Die Kritik an seinen zweiten Plätzen war oft unfair angesichts der Dominanz des Amerikaners, und auch in diesem Jahr ist die Stärke Ullrichs vor allem die Schwäche Armstrongs gewesen. Vor der Tour betrachtete der Deutsche die Rundfahrt 2003 nach seiner langen Zwangspause durch Sperre und Verletzung vor allem als Aufgalopp für die von 2004. Vielleicht ein Etappensieg, möglichst eine gute Platzierung, dann im nächsten Jahr der Angriff auf Armstrong. Einen gewohnt starken Armstrong, wie er selbstverständlich annahm. Nie hätte er gedacht, dass der viermalige Tour-Gewinner schwächeln könnte, sagte dieser Tage ein erstaunter Jan Ullrich.

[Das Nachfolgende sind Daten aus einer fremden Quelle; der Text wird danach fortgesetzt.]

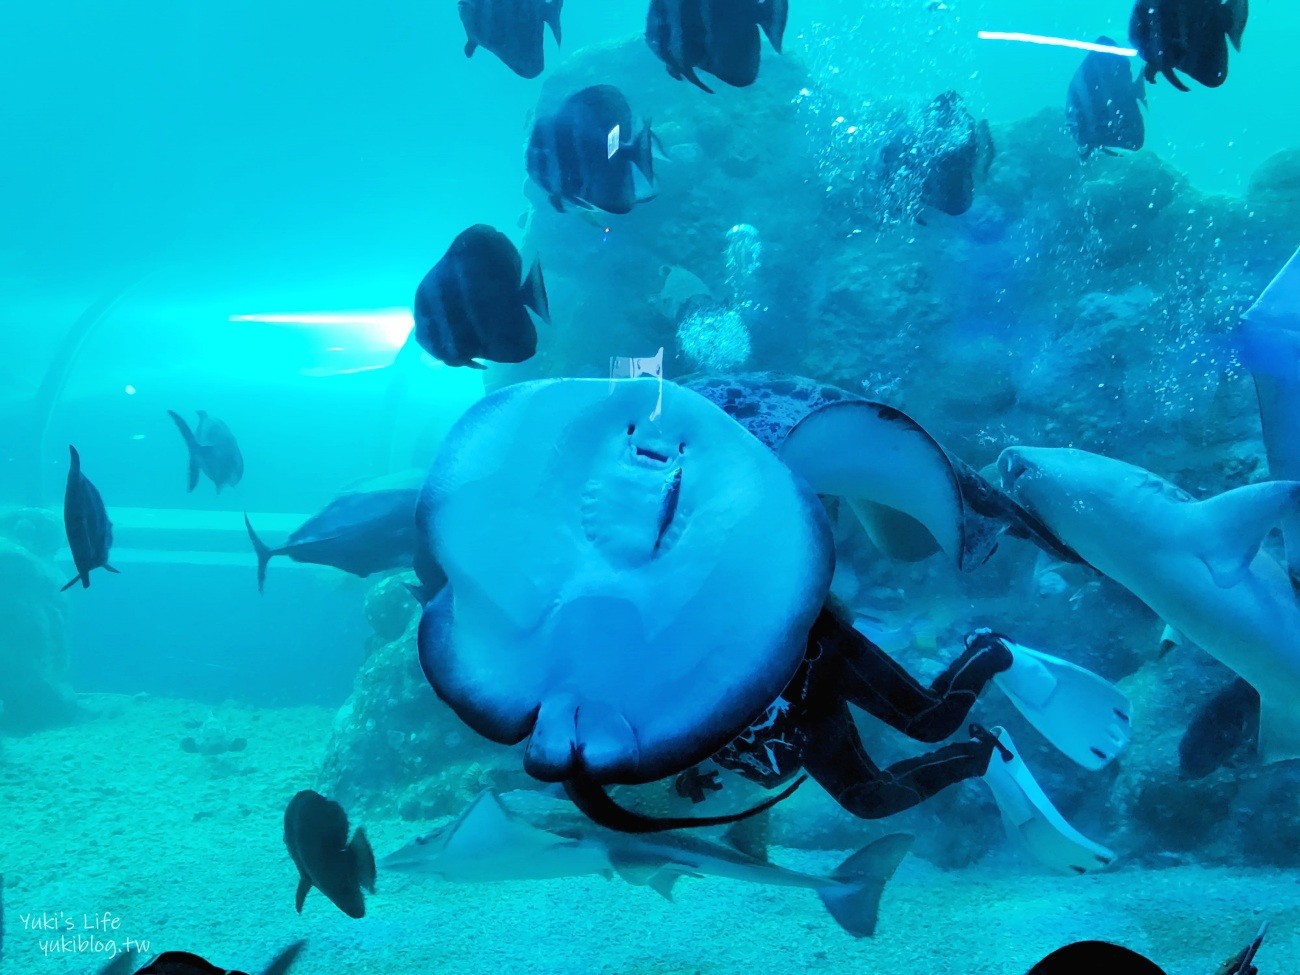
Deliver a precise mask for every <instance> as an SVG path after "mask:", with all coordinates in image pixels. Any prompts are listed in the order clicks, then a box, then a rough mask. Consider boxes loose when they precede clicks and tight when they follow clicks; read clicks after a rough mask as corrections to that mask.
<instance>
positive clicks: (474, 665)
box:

Was ihn nicht hindert, die unverhoffte Gelegenheit beim Schopf zu ergreifen – und zwar mit allen Mitteln, die ihm zur Verfügung stehen. Ein bisschen Psychoterror zum Beispiel, wenn er beständig an Armstrongs Seite fährt und ihm ab und zu forschend ins Gesicht schaut. „So was nervt tierisch“, weiß Exprofi Jens Heppner. Erstaunlicherweise hat Ullrich aber auch dort Vorteile, wo bisher Armstrongs größte Stärken lagen: in der Organisation. Während der Amerikaner völlig erhitzt in das Zeitfahren von Gaillac ging und vor Durst fast vom Rad fiel, kam Ullrich absolut cool aus einem klimatisierten Bus an den Start. Seine Krankheit in den Alpen konnte er vor den Rivalen verbergen, während Armstrongs hervorspringende Augäpfel auf der ersten Pyrenäenetappe weithin von seiner Verwundbarkeit kündeten. Falsches Schuhwerk, ein Fahrrad, das schlecht an seine nach einem Sturz vor einigen Wochen veränderte Sitzhaltung angepasst ist, sind weitere Malheure, mit denen Armstrong zu kämpfen hatte. Hinzu kam die Hitze, die der 31-Jährige gar nicht liebt – im Gegensatz zu Ullrich. Die hohen Temperaturen der heißesten Tour seit dreißig Jahren entzogen den Radprofis ungeheuer viel Substanz. Jan Ullrich kommt hier laut Telekom-Doktor Lothar Heinrich eine Eigenschaft zugute, die ihm sonst eher negativ ausgelegt wird: „Er kann viel mehr essen als andere.“ Noch fünf Etappen bis Paris, am Samstag das letzte Zeitfahren: Das große Fressen kann beginnen.